With a private match investment of $202 million, the first round of grants represents a total investment of $405 million toward broadband infrastructure in Michigan.
The projects awarded are:
- Allegan County – 11,024 locations.
- Benzie County – 1,428 locations.
- Branch County – 4,690 locations.
- Kalkaska District (Antrim, Grand Traverse, Kalkaska and Otsego counties) – 3,660 locations.
- Scottville District (Lake, Manistee, Mason and Oceana counties) – 3,384 locations.
- Waters District (Crawford, Montmorency and Otsego counties) – 2,465 locations.
- Midland-Saginaw (Bay, Gratiot, Midland and Saginaw counties) – 1,446 locations.
- MEC-VBCS (Berrien, Cass, St. Joseph and Van Buren counties) – 15,846 locations.
- Quad County (Alcona, Arenac, Bay, Gladwin, Iosco, Ogemaw and Oscoda counties) – 5,552 locations.
- Kent-Ionia (Barry, Ionia and Kent counties) – 2,520 locations.
- Clare-Gladwin (Bay, Clare, Gladwin, Isabella, Mecosta and Midland counties) – 7,836 locations.
- Leelanau County (Benzie, Grand Traverse, Leelanau, Manistee and Wexford counties) – 2,150 locations.
- Cheboygan County – 669 locations.
- Montcalm County – 1,481 locations.
- Kent County – 792 locations.
- Newaygo County – 1,911 locations.
- Kalamazoo County – 917 locations.
- Ingham and Livingston counties – 3,562 locations.
According to the state’s ROBIN database, the recipients of the Quad County, Kent-Ionia and Clare-Gladwin grants withdrew their project after the award announcement. The remaining funds will be added to the next round of projects, which the state’s internet office will announce later this fall.

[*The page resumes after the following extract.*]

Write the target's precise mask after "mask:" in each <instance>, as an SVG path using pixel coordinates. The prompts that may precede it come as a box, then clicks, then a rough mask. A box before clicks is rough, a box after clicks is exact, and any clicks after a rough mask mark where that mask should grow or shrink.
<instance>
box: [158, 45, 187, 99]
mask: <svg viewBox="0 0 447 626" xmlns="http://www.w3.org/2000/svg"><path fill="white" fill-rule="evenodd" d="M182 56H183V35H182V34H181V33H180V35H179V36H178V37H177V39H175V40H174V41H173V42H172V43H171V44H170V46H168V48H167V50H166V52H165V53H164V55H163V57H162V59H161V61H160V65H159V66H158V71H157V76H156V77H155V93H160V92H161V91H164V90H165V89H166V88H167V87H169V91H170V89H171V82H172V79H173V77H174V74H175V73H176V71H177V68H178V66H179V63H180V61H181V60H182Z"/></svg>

“ROBIN is a critical part of Michigan’s broadband expansion plan to the state’s unserved areas and will provide internet service providers and public-private partnerships the funds to deploy broadband infrastructure,” Eric Frederick, Michigan’s chief connectivity officer, said in a statement. “ROBIN is the first piece of the puzzle in getting all Michigander’s connected and we are eager to get the funds out the door.”